Muitos foram os que muito fizeram. Tratava-se de combater as tragédias e de apoiar as suas vítimas.

Já naquela altura, não faltava dinheiro para matar a vida; o que faltava era dinheiro para matar a fome.

Foi então que passou pela cabeça de  Harry Belafonte gravar um disco com a participação dos nomes mais sonantes da música. Era uma forma de atrair a atenção do público e a consequente angariação de fundos.

A canção foi composta por Lionel Richie e Michael Jackson.
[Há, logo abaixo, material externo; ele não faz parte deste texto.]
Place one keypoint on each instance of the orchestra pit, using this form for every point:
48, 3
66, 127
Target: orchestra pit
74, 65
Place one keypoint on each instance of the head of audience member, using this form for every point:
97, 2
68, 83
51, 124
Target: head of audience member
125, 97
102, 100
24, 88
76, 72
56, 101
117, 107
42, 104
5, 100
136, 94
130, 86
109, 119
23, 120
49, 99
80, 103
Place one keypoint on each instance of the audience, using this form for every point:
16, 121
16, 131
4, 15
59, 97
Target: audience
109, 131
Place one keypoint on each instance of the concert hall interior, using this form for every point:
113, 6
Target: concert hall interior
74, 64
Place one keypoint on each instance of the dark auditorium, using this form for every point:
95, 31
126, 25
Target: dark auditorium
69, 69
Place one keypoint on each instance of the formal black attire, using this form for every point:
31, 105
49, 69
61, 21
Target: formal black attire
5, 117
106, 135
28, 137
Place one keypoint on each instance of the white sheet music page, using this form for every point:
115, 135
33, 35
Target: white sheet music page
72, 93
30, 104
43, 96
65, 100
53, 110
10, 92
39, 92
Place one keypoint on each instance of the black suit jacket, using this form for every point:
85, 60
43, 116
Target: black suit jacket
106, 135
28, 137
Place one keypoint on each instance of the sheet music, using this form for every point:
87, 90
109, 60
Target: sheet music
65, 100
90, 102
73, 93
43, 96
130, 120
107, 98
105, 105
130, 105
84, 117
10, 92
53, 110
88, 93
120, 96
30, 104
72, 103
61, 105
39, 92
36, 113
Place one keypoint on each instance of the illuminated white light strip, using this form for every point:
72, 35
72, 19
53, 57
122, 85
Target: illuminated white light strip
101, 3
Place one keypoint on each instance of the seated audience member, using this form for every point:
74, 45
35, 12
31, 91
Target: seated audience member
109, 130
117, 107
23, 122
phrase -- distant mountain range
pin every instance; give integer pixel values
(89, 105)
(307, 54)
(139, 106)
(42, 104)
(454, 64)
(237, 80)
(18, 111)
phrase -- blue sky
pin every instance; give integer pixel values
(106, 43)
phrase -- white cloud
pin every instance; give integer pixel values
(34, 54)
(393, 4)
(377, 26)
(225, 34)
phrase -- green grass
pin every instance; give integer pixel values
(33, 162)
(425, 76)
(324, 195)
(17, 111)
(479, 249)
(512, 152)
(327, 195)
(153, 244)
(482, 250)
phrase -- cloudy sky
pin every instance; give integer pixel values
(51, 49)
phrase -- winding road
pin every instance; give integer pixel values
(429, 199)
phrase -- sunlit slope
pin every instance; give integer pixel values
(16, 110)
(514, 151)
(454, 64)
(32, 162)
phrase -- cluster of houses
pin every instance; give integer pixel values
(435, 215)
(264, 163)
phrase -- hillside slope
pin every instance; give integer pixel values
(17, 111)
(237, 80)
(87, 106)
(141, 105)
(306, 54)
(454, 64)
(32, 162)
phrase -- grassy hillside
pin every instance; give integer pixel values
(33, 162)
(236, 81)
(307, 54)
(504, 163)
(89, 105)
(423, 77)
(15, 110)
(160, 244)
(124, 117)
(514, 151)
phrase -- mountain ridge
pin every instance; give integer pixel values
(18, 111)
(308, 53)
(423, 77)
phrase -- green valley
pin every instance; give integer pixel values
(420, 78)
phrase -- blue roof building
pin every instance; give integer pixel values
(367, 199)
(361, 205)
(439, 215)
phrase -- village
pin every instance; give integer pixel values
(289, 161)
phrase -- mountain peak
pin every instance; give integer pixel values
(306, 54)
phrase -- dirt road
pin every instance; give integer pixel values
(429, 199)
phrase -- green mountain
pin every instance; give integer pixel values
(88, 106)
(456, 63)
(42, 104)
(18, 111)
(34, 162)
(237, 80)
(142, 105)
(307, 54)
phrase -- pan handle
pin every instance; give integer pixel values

Mas a intenção era que ela fosse entoada pelo maior número possível dos intérpretes mais populares.

Foi possível 7juntar 46 nomes que entraram no estúdio a 28 de Janeiro de 1985. Entre tantos outros, contavam-se Stevie Wonder, Bruce Springsteen, Ray Charles, Diana Ross, Tina Turner e Bob Dylan.

Acontece que, como é compreensível, só a 21 dos 46 disponíveis foi dada oportunidade de fazer solos.

Os restantes – apesar das suas aplaudidas carreiras – participariam no comum refrão.

Antecipando algum melindre — numa constelação de «estrelas», é natural que cada uma se considerasse a maior —, houve (Quincy Jones) quem se lembrasse de deixar um cartaz à porta.

O cartaz, inevitavelmente avistado por todos, trazia um aviso: «Deixem os vossos egos à porta».

O importante não era cada um brilhar por si, mas contribuir em coro para salvar vidas.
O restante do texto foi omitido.